Jonathan Wright is an award-winning translator of contemporary Arabic fiction, whose most recent translations are The Book of Collateral Damage by Sinan Antoon (Yale University Press, 2020) and God 99 by Hassan Blasim (Comma Press, 2020). He won the 2014 Independent Foreign Fiction Prize for Hassan Blasim’s The Iraqi Christ – a "pacy, pugnacious translation"; the 2016 Saif Ghobash Banipal Prize for Saud Alsanousi’s The Bamboo Stalk – "a ‘page-turner' translation with a universal appeal". In the 2015 Prize he won commendation for his "sureness of stylistic touch" for Amjad Nasser’s Land of No Rain, and was joint winner of the 2013 Prize for Youssef Ziedan’s Azazeel – "deftly capturing the feeling of the original". His translation of Ahmed Saadawi’s Frankenstein in Baghdad was shortlisted for the Man Booker International Prize in 2018, and the short story collection Jokes for the Gunmen by Mazen Maarouf was longlisted for the 2019 Prize. His translations were also shortlisted for the Saif Ghobash Banipal Prize in 2018, 2019, and 2020.
Jonathan Wright studied Arabic, Turkish and Islamic History at St.

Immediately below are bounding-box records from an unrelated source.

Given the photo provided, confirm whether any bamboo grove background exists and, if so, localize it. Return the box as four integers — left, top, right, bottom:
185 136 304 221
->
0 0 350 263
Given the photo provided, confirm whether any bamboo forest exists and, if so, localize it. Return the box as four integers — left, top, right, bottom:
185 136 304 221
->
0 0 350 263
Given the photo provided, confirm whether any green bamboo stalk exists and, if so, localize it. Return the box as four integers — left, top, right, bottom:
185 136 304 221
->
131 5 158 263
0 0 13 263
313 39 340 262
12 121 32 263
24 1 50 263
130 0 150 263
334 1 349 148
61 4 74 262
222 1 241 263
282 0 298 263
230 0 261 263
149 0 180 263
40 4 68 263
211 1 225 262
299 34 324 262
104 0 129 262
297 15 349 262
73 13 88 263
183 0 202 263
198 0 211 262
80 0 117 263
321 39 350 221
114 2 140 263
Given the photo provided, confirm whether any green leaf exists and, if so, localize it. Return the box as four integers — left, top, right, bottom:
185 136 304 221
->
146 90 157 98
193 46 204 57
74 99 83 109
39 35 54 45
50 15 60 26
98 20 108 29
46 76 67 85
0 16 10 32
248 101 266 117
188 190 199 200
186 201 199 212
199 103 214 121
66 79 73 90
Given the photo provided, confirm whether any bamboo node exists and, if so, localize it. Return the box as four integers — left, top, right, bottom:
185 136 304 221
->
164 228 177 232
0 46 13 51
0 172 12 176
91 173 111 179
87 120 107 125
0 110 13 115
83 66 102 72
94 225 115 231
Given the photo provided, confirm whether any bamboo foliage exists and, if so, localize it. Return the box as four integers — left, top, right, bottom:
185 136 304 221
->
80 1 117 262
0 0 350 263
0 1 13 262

John’s College, University of Oxford, and worked for many years as a journalist in the Arab world including in Tunisia, Oman, Lebanon and Egypt. He was a judge of the 2014 Saif Ghobash Banipal Prize. His translations also include works by Khaled el-Khamissi, Rasha al-Ameer, Fahd al-Atiq, Alaa el-Aswany, Ezzedine C. Fishere, Galal Amin and Bahaa Abdelmegid, also novels whose Arabic originals were shortlisted for International Prize for Arabic Fiction (IPAF)– Hamour Ziada’s The Longing of the Dervish (2015 IPAF) and Ibrahim Essa’s The Televangelist (2013 IPAF).